Raffaele Grassi: «La mobilità bene primario»

«In tempi non sospetti, quando sulla efficacia del ticket d’ingresso in città non pochi concordavano, avanzavo l’ipotesi della chiusura del centro storico (mura spagnole) e paventavo le difficoltà in cui si sarebbe imbattuta la città allorquando le condizioni climatiche fossero peggiorate». È quanto afferma il consigliere comunale della Lista Ferrante, Raffaele Grassi. «Il congestionamento del traffico è destinato a confermarsi se non a peggiorare se non si affronta con provvedimenti duraturi - afferma Grassi -. I cantieri relativi al Programma Urbano dei Parcheggi sono motivo di ulteriore complicazione per gli spostamenti dei cittadini.

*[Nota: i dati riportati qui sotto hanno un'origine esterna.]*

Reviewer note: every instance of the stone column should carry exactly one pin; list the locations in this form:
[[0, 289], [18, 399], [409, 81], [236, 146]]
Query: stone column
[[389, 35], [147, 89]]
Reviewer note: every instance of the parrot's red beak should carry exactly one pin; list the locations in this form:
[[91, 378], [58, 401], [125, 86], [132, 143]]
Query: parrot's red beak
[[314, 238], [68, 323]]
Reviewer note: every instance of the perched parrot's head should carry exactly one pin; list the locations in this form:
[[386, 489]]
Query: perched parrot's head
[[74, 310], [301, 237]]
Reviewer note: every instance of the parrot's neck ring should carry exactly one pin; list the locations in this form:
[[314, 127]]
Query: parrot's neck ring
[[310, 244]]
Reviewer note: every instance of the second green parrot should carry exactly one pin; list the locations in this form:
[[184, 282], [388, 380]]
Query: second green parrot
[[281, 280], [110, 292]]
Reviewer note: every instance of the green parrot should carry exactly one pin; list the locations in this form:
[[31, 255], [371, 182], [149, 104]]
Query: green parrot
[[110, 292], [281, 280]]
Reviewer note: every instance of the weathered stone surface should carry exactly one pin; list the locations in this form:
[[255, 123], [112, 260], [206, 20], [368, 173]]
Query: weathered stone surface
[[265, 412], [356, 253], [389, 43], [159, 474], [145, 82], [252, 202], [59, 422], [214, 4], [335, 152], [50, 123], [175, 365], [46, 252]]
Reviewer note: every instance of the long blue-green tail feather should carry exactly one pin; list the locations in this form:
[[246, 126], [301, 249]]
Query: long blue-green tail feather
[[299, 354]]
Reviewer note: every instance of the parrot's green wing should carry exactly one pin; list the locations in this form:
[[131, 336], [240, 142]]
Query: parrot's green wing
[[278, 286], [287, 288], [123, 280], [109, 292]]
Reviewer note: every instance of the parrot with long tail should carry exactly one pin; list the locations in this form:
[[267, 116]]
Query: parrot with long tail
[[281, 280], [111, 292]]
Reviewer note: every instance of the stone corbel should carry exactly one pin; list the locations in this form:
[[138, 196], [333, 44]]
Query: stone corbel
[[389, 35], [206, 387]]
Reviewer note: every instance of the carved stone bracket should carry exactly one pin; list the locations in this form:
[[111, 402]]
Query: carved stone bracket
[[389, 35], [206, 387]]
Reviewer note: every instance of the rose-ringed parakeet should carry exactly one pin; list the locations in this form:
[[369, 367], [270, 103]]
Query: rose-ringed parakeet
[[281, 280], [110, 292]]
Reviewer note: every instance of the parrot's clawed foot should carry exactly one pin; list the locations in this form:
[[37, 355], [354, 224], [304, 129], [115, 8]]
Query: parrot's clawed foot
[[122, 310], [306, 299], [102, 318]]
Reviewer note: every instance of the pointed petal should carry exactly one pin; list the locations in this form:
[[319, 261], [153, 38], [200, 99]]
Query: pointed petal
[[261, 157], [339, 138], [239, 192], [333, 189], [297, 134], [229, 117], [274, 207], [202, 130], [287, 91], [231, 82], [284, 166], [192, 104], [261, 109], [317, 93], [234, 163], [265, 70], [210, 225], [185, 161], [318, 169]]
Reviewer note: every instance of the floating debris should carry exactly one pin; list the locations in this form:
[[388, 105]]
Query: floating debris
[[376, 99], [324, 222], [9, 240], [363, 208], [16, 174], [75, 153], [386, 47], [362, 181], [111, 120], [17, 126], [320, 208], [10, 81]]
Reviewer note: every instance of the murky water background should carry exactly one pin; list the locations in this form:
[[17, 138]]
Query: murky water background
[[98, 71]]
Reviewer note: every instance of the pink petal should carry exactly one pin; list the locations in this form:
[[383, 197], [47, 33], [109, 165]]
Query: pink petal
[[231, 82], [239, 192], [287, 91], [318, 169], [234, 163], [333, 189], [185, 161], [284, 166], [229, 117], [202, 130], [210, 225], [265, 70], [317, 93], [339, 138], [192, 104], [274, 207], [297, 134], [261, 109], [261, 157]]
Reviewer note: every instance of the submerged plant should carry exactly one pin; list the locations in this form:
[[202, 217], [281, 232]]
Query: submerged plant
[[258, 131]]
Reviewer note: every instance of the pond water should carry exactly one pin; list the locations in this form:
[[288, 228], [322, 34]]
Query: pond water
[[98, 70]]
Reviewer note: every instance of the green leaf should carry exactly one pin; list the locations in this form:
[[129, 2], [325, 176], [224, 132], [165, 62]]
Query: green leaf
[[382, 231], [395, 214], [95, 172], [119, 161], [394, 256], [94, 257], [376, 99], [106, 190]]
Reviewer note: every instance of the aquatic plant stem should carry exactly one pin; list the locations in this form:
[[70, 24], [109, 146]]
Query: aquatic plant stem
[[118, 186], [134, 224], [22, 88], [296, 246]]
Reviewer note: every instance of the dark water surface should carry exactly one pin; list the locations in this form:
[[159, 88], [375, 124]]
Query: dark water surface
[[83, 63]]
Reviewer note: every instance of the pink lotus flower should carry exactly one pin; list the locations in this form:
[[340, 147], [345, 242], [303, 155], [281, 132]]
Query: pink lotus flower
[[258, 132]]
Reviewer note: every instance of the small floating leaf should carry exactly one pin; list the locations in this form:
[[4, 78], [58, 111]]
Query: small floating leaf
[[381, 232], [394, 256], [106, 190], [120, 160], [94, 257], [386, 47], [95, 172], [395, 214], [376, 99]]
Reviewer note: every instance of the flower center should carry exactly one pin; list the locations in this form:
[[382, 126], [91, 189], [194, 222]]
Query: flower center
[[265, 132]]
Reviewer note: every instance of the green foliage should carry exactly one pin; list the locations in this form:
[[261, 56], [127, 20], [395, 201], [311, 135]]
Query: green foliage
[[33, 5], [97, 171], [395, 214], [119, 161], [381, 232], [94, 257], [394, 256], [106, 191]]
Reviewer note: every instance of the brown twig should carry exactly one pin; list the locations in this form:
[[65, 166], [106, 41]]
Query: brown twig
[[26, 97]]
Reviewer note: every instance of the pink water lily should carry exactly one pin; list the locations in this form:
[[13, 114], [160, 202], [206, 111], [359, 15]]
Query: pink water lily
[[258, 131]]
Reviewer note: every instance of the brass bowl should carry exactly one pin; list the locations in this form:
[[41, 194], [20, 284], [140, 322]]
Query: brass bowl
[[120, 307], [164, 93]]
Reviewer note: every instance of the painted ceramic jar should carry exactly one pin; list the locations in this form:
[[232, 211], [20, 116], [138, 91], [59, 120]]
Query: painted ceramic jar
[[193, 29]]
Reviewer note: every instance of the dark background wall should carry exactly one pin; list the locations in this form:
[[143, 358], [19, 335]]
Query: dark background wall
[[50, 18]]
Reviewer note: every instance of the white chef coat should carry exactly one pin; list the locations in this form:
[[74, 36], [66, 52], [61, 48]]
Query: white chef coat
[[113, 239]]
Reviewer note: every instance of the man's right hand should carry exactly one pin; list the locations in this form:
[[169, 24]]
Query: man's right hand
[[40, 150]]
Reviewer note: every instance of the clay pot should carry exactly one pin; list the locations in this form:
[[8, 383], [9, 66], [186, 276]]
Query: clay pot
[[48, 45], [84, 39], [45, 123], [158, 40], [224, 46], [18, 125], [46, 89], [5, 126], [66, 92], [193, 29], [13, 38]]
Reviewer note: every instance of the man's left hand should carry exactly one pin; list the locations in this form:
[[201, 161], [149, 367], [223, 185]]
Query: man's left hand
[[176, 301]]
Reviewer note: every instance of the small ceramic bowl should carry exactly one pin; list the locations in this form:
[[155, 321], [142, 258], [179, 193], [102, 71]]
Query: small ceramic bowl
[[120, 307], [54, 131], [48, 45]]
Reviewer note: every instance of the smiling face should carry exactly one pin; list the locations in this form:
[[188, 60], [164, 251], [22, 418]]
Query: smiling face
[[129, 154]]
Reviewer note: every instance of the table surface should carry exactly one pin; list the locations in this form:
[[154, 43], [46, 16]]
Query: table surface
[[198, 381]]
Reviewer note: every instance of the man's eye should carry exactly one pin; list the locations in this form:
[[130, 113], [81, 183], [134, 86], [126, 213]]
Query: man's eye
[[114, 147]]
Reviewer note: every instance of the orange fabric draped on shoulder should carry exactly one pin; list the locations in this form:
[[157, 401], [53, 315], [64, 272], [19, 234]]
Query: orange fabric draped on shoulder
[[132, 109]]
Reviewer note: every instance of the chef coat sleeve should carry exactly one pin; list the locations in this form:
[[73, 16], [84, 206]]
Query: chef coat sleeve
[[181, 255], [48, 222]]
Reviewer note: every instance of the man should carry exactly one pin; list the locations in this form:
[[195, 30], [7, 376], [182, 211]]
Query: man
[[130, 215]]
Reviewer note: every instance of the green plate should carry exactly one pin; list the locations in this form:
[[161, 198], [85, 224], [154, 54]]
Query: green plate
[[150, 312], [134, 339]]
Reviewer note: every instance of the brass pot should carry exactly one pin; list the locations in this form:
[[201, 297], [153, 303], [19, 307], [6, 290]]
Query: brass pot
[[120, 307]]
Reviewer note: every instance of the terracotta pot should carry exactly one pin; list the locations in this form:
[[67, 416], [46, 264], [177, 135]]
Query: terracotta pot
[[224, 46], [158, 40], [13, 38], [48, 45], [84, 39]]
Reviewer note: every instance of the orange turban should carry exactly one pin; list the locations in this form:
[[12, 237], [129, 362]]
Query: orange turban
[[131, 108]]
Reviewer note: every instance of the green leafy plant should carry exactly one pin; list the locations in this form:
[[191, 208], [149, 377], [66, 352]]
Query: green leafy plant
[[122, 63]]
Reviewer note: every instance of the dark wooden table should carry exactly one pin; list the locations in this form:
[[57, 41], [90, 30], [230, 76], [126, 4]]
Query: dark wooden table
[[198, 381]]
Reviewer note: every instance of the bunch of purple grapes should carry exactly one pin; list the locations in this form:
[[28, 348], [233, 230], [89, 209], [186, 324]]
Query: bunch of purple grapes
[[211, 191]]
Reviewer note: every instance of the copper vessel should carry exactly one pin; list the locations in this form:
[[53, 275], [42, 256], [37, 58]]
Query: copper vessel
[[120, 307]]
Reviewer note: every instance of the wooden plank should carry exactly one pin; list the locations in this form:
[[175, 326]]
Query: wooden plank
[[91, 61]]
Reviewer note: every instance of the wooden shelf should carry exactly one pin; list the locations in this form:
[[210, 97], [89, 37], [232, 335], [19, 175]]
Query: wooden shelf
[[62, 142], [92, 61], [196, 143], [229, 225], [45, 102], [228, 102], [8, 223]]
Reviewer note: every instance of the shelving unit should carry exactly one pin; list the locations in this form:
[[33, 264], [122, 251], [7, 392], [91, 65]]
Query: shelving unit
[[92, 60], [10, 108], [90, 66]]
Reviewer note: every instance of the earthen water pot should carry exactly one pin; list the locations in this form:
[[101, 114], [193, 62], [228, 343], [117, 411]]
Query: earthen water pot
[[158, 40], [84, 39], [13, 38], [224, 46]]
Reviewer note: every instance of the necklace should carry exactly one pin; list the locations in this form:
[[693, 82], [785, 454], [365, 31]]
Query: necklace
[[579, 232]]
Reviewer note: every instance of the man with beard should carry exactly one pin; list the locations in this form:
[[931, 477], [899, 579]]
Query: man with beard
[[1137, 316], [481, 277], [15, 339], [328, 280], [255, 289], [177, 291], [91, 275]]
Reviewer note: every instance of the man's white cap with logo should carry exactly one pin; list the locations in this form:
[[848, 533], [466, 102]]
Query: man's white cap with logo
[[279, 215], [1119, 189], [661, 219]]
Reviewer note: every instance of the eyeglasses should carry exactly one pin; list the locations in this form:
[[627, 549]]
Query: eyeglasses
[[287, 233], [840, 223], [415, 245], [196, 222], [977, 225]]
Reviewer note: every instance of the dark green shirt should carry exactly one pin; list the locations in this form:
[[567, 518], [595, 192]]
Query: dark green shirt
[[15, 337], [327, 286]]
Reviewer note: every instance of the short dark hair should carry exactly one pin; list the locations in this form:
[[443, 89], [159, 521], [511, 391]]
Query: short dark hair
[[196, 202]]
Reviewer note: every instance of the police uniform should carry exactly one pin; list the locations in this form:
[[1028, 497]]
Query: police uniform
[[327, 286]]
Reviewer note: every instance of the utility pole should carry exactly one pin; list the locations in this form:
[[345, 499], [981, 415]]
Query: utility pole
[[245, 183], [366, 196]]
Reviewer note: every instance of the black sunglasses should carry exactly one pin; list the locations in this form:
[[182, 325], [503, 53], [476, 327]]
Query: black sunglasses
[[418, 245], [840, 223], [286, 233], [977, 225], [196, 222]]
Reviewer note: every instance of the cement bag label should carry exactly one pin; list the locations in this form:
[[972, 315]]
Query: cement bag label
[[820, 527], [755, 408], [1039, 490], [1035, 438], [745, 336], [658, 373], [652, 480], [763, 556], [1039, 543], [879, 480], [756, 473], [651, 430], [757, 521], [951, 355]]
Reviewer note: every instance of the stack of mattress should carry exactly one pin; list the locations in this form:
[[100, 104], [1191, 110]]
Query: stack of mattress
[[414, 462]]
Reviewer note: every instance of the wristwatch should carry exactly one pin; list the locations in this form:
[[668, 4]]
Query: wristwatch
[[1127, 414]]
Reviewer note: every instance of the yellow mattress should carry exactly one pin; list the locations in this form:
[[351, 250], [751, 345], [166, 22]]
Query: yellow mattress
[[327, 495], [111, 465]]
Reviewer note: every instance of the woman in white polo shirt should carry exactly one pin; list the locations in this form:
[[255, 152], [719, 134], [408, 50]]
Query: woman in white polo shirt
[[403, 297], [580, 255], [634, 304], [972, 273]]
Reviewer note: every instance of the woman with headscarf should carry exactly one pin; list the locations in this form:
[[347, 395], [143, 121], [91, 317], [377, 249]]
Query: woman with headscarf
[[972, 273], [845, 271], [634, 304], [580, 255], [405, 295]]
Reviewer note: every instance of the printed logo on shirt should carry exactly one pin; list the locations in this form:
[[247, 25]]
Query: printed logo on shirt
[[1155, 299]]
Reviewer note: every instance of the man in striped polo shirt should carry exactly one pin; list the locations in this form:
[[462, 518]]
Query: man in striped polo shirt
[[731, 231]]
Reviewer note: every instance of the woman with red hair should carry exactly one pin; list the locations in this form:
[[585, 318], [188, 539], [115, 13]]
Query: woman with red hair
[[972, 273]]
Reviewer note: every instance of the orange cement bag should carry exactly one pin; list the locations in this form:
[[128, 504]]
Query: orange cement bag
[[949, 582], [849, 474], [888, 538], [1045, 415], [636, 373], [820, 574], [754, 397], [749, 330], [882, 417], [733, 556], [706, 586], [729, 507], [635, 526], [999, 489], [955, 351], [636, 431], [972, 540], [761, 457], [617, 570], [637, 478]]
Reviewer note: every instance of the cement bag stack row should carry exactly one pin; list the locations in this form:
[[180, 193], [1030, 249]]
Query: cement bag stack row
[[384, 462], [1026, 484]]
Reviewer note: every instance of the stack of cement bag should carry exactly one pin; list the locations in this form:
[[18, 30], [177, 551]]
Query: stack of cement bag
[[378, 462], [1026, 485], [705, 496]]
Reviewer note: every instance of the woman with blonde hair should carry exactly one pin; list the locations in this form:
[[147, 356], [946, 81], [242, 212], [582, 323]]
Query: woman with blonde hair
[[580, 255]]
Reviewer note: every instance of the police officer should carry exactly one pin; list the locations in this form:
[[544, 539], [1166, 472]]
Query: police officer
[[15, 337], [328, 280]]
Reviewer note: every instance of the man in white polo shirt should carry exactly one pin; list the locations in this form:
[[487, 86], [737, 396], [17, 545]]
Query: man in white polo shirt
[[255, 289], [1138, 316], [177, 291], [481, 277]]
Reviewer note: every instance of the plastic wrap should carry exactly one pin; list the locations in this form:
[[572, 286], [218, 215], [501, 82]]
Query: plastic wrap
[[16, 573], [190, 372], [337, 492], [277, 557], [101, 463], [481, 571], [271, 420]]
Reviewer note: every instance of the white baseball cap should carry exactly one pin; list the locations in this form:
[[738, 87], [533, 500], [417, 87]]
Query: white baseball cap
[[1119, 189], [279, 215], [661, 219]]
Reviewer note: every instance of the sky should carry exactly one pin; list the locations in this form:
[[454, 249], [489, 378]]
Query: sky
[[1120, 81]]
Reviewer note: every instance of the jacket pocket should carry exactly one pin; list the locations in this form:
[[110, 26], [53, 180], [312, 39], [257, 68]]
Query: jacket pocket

Manca un serio piano della mobilità urbana. La chiusura del centro storico potrebbe rivelarsi assai più efficace dell’eventuale istituzione del ticket d’ingresso, strumento quest’ultimo che costituirebbe un successivo passaggio per la riduzione dell’inquinamento e non senza aver dato prima un forte impulso alla realizzazione di un sistema di trasporto pubblico efficace». E ancora: «In occasione del referendum del 1985 il 70% dei milanesi si espresse per la chiusura del centro al traffico. Come mai nessuna delle amministrazioni succedutesi da allora abbia sostenuto una proposta orientata in questo senso resta un mistero. Un profondo rinnovamento del parco auto-taxi e del parco autobus pubblici potrebbe costituire un ulteriore passaggio verso la soluzione di questo annoso problema. I tempi sono stretti e l’Expo si avvicina».